Stifel Nicolaus — the investment banking arm of Stifel Financial (SF) in St. Louis — had advised 10 bank and thrift deals worth $500 million as of Sept. 30, according to SNL Financial.

Its bank M&A outfit was the No. 6 advisor by deal count in 2011, with 5 transactions worth $70 million. Its bank M&A results this year are its best since 2007, and they reflect market upheavals that are reshaping the pecking order of advisors. Boutiques Sandler O'Neill & Partners and Keefe Bruyette & Woods (KBW) — which ranked No. 1 and No. 2 advisors by deal volume in the first nine months of the year — have long dominated small-bank M&A, but the other players are catching up.

New hires and preparations for a long-expected wave of bank consolidation have fueled Stifel's gains, says Rick Maples, the co-head of investment banking. Stifel acquired Stone & Youngberg last year and Thomas Weisel Partners in 2010.

Its gains also reflect how rivals such as Hovde Financial and Raymond James & Associates have lost this year because of talent defections, intensifying competition and other factors.

The pace of bank deals has increased this year but is still relatively modest in historical terms. The 160 transactions announced through the end of September put 2012 on track to surpass the 178 deals announced in 2011, but last year was one of the slowest in decades, according to SNL.

"I would say generally that there are a fair amount of conversations happening," Maples says. "We have seen a couple of decent-sized transactions."

Michael Barry, managing director in charge of financial institutions M&A, concurs.

"We think the drivers are in place" for more deals to occur," Barry says. "There are way too many banks. … It is very difficult for these smaller institutions [to thrive] in a low-growth, low-interest rate environment."

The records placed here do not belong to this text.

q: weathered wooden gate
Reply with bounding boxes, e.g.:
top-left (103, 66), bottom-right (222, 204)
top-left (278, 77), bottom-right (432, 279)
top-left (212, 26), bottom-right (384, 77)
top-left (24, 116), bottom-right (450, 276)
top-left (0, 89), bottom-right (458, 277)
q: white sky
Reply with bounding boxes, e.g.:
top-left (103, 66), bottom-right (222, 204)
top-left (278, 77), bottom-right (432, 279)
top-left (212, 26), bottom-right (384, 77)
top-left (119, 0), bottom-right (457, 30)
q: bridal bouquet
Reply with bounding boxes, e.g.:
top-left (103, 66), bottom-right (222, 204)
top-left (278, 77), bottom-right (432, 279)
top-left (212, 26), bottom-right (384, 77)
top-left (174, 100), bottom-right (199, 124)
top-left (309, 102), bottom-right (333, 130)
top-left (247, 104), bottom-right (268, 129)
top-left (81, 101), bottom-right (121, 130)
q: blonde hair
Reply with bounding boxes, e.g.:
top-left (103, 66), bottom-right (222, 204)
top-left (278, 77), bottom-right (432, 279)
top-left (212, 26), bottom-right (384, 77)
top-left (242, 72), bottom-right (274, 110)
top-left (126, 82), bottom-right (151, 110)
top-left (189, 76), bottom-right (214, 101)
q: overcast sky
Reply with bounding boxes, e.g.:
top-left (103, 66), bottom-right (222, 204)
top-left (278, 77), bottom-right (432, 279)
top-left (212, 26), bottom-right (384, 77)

Lisa Schultz, Stifel's managing director in the equity capital markets group, says a recent spate of stock offerings by banks indicates that the public markets "are open for selected companies today."

In September Stifel named Robert Hutchinson a managing director covering bank M&A in the Northeast. Hutchinson, who left Sterne, Agee & Leach, will head up Stifel's burgeoning mutual conversion practice.

"The platform here is extremely robust," Hutchinson says. "When you think of depositories you have to be able to provide them advice on numerous products."

Recruiting Hutchinson was part of the firm's broader expansion. It has hired 52 fixed income sales and trading specialists, 103 financial advisors and a number of investment bankers who focus on the gaming, industrial, maritime and retail industries.